A tall tower called Bunker Hill Monument lit up at night
Bunker Hill Monument
  • The first chartered American railroad began operating in Quincy, Massachusetts in 1826. Horses were used to pull wagons full of granite along it to be transported down the river to Boston for building the Bunker Hill Monument.
  • The first American-made Valentines were sold on February 14, 1849 in Worcester, Massachusetts.
  • Segregated schools were made unlawful in Massachusetts after the state law was signed on April 28, 1855.
  • Helen Magill White became the first woman to earn a Ph.D. in the US in 1877 from Boston University.
  • In 1954, the Peter Bent Brigham Hospital in Boston made the first successful Kidney transplant between twins.
  • In 1961, John F. Kennedy of Brookline, Massachusetts became the 35th president of the US.

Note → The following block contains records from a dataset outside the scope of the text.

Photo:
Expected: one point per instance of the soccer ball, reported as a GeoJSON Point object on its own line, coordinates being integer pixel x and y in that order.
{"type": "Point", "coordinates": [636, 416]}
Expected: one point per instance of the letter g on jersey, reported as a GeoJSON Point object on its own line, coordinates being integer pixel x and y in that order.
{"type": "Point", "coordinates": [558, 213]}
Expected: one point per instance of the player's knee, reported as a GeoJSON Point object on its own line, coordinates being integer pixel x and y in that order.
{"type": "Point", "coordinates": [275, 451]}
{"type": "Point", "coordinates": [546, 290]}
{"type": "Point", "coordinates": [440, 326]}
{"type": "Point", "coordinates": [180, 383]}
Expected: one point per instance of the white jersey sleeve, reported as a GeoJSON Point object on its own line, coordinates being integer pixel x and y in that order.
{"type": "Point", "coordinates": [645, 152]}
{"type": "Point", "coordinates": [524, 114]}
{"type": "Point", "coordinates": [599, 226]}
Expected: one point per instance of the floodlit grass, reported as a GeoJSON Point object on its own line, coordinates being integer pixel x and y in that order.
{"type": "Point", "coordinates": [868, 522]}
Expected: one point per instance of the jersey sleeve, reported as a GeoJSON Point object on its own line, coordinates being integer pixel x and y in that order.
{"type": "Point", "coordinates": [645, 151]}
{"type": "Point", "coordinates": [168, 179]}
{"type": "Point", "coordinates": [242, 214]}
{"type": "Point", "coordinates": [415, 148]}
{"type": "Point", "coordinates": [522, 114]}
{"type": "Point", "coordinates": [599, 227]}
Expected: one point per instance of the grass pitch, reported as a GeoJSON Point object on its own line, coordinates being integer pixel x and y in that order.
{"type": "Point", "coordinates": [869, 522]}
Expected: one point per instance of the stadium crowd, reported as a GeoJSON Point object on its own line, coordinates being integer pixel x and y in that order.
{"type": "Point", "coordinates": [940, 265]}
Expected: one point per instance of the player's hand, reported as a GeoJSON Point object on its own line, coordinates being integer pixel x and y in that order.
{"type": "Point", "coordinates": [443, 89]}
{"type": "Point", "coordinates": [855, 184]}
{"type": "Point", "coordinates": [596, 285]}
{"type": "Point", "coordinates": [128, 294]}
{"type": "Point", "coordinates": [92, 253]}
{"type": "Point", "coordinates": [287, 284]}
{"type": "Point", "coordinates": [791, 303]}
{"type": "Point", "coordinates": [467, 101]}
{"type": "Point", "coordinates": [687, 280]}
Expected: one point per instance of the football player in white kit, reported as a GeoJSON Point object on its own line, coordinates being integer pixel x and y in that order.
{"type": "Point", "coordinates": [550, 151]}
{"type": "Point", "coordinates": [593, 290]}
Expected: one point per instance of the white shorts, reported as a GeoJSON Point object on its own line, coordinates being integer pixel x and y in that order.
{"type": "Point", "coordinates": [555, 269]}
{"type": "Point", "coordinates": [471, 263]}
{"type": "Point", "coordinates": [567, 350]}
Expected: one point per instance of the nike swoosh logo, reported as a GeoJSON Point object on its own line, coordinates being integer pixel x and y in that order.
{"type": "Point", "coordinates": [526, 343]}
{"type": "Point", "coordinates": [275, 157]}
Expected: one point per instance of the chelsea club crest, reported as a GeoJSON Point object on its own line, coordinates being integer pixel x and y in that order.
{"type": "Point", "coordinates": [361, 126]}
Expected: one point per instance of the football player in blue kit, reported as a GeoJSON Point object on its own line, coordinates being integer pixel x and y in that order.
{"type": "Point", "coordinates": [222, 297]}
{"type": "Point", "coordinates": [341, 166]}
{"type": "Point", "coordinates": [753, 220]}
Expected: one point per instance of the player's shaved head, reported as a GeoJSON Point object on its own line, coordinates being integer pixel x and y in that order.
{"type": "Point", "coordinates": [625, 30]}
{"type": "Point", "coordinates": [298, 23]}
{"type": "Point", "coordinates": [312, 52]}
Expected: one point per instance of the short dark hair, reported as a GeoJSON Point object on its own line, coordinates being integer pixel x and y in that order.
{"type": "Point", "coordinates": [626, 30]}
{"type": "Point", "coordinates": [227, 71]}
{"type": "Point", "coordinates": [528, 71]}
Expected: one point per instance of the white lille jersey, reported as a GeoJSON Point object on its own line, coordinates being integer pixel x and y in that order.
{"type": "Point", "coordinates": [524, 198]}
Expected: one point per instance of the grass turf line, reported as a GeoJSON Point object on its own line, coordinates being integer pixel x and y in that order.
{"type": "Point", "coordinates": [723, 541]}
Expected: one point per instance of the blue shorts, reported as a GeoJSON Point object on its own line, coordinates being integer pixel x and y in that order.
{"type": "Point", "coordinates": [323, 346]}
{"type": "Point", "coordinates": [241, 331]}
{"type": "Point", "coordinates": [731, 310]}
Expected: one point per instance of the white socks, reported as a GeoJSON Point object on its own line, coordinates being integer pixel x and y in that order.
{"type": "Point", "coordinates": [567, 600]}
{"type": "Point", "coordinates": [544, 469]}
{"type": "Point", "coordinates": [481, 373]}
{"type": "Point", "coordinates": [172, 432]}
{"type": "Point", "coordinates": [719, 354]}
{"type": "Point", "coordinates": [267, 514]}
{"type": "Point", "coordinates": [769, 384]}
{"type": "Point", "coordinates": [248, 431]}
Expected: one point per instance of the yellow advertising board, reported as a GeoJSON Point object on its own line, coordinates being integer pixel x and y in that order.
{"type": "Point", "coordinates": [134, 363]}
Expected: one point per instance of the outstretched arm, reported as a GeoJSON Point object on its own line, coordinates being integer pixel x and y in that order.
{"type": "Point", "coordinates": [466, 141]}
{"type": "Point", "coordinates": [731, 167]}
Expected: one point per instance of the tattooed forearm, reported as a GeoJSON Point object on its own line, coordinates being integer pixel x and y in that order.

Black and white profile picture of John F. Kennedy
John F. Kennedy of Massachusetts
  • In 1966, Edward W. Brooke became the first African American to be elected to the US Senate by popular vote.
  • The National Day of Mourning, which aims to dispel myths about Thanksgiving and raise awareness about the struggles of the country’s native peoples, started in Massachusetts in 1970.
  • In the 1980s, after a period of deindustrialization and decline, the state underwent the “Massachusetts Miracle” thanks to the financial and high tech industry.
  • The “Big Dig” construction project began in 1987 in Boston, rerouting the I93, and ultimately becoming the most expensive highway project in US history.
  • In 2001, a human embryo clone was created by ACT in Worcester, Massachusetts.
  • Same-sex marriage rights were approved in 2004, the first state in the US to do so.
Exterior of an old building with columns at Massachusetts Institute of Technology
Massachusetts Institute of Technology
  • On August 26, 2004, Yale neuroscientist Susan Hockfield was named president by MIT. She became the first woman to ever hold that job.
  • Massachusetts politician John Kerry was defeated by George W. Bush in 2004, while another Massachusetts politician, Mitt Romney, was defeated by Barack Obama in 2012.
  • On February 11, 2007, Drew Gilpin Faust was appointed by Harvard University as its 28th and first female president.
  • On April 15, 2013, two pressure cooker bombs exploded during the Boston Marathon, resulting in 3 deaths and 264 injured.
  • In 2021, Harvard University committed to totally divesting its fossil fuel holdings.